Why has mass outrage for Floyd’s killing gone not only national but international this time, even in the middle of a pandemic? (1) This time there is nothing to lose. Many of those out in the streets belong to the ranks of the forty million unemployed. (2) Every municipality has its own George Floyd stories by now. In Kitsap, Stonechild Chiefstick was killed by cops in the middle of Poulsbo’s Fourth of July fireworks last summer as families watched in horror, and no one has been prosecuted for it. (3) This time America has no Obama or Bush now to offer comfort and condolence, feel our pain, inspire us to strive for true equality. These were always pretty empty words from presidents, but #45 has peeled away the veneer and talks instead about dominating and more shooting.
The quality of anger has changed: it’s more nihilistic, less patriotic. This time white people are joining in the groundswell, one of the hopeful things about this time. Youth is leading the way, as they have begun to do with the climate crisis.
In a different kind of time—geologic time, earth time, but also a time that’s running out—“I can’t breathe” is what the forests are saying as well. Private lumber interests and the state of Washington itself are mowing down trees at alarming rates, and then spraying what’s left with toxic chemicals. The trees can’t breathe. The bugs can’t breathe. The orcas can’t breathe. The bees, worms, mushrooms, and birds can’t breathe. It seems that all these systems—the public health system, the justice system, the economic system (all which exploit and menace people of color), and the ecosystem—have reached a tipping point.
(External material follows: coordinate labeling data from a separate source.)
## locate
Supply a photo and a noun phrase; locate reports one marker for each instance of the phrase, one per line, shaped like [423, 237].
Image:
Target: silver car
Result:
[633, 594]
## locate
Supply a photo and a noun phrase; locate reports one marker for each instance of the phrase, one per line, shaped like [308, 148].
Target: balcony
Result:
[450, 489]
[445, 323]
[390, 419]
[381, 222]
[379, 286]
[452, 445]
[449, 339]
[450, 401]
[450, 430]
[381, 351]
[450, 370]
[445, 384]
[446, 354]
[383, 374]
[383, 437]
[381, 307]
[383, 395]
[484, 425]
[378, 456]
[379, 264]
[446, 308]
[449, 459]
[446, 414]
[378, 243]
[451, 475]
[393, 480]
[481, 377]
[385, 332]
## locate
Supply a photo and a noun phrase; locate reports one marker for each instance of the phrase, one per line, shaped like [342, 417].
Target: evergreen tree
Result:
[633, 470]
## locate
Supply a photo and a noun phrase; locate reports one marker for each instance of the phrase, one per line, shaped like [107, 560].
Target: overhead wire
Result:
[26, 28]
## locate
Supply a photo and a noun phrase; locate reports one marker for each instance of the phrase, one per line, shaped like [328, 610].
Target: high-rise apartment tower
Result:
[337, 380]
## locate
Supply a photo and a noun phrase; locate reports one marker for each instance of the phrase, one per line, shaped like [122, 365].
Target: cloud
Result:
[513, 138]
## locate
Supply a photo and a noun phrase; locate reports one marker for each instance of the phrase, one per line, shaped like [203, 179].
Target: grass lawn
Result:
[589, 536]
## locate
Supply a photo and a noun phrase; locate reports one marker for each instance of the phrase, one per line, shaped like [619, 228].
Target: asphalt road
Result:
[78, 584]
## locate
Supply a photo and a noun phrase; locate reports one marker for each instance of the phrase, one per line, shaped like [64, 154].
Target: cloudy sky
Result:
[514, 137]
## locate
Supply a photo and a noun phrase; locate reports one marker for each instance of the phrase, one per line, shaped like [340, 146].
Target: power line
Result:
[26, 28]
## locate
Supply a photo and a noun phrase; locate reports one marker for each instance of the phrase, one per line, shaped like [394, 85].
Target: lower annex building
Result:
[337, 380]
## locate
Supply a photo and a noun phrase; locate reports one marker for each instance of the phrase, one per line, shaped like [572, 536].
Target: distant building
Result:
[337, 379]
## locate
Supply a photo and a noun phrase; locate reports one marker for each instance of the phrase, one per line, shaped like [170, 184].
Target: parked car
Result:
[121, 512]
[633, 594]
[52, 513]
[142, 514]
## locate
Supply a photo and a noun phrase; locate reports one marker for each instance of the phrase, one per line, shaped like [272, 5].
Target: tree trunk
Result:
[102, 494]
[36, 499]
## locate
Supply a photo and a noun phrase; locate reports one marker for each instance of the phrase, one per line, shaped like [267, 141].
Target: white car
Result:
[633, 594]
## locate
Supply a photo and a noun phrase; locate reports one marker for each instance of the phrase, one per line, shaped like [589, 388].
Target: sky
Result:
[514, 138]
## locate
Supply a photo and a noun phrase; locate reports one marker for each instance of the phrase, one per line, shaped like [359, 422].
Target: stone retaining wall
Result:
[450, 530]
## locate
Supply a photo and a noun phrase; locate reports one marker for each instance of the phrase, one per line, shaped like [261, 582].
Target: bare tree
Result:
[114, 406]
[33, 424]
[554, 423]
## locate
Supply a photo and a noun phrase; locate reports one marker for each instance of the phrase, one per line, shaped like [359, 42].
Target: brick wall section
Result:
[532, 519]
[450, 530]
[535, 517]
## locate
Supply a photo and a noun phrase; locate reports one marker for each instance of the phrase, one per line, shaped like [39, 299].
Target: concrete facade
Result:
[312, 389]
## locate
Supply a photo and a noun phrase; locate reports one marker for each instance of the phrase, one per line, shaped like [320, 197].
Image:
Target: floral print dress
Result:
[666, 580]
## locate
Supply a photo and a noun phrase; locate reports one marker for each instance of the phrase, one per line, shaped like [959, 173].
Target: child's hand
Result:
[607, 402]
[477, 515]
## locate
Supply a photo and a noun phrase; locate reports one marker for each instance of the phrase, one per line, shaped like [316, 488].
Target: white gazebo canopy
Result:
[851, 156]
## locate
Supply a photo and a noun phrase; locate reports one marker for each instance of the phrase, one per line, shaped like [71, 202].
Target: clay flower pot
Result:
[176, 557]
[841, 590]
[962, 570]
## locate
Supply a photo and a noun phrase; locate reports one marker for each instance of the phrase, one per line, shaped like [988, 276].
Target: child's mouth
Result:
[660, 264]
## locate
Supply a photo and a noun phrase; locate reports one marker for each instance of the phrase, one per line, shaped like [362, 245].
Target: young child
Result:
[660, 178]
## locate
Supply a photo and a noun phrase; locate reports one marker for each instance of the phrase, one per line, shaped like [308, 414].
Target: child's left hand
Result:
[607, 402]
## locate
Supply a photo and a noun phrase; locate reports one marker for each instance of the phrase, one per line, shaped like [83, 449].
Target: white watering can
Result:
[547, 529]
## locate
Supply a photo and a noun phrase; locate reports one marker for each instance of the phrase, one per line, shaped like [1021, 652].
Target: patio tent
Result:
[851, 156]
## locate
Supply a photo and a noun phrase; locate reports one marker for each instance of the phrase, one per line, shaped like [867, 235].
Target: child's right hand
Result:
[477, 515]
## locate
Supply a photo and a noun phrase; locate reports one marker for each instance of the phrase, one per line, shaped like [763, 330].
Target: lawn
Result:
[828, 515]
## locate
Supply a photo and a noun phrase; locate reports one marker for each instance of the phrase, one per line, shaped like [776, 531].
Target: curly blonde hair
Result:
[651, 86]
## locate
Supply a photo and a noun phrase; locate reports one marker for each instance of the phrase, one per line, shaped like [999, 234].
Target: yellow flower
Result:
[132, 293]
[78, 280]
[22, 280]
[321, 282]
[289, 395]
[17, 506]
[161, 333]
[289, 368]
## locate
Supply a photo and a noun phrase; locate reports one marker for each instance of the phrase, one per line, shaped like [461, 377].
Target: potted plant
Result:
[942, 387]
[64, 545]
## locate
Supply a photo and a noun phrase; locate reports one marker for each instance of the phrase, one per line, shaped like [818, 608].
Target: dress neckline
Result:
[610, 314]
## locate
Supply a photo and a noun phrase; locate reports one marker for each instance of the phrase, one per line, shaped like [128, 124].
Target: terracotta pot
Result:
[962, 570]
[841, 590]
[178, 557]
There is no time left to casually discuss the future. It is in the interests of the powerful to slow things down, although they, too, will perish if the country fails.
A KEC member writes:
“Who is protecting the forests? Not Hilary Franz (WA State’s Land Commissioner) and the state’s Board and Department of Natural Resources. Each month they clearcut or auction off vast swaths of forests across Washington state. Each month they approve permits for corporations to clearcut hundreds and thousands of acres and then poison them in order to maximize future private profits. Very little has changed since the early days of colonization, land theft, and industrialization. The decimation of Native people and cultures continues apace.
Commissioner Franz (up for re-election) sent an email June 1 declaring her solidarity and readiness to address systemic racism and asks what it will take to bring change and racial justice to our country. An obvious place for her to start would be by honoring treaties and listening to Native voices, including frontline protectors and advocates in WA state. Listening is only the beginning, though.
The people and the environment need meaningful action based on indigenous wisdom and the reality of climate crisis, not more hollow campaign rhetoric.”
America’s original sin was the genocide of indigenous people, land theft, and theft of human beings from Africa based on the barbaric proposition that people can be owned. The other sin we finally recognize: American capitalism has acted on the proposition that nature can be owned, dominated, sold, and destroyed at will.
The forests are the Earth’s lungs. Without them, we can’t breathe.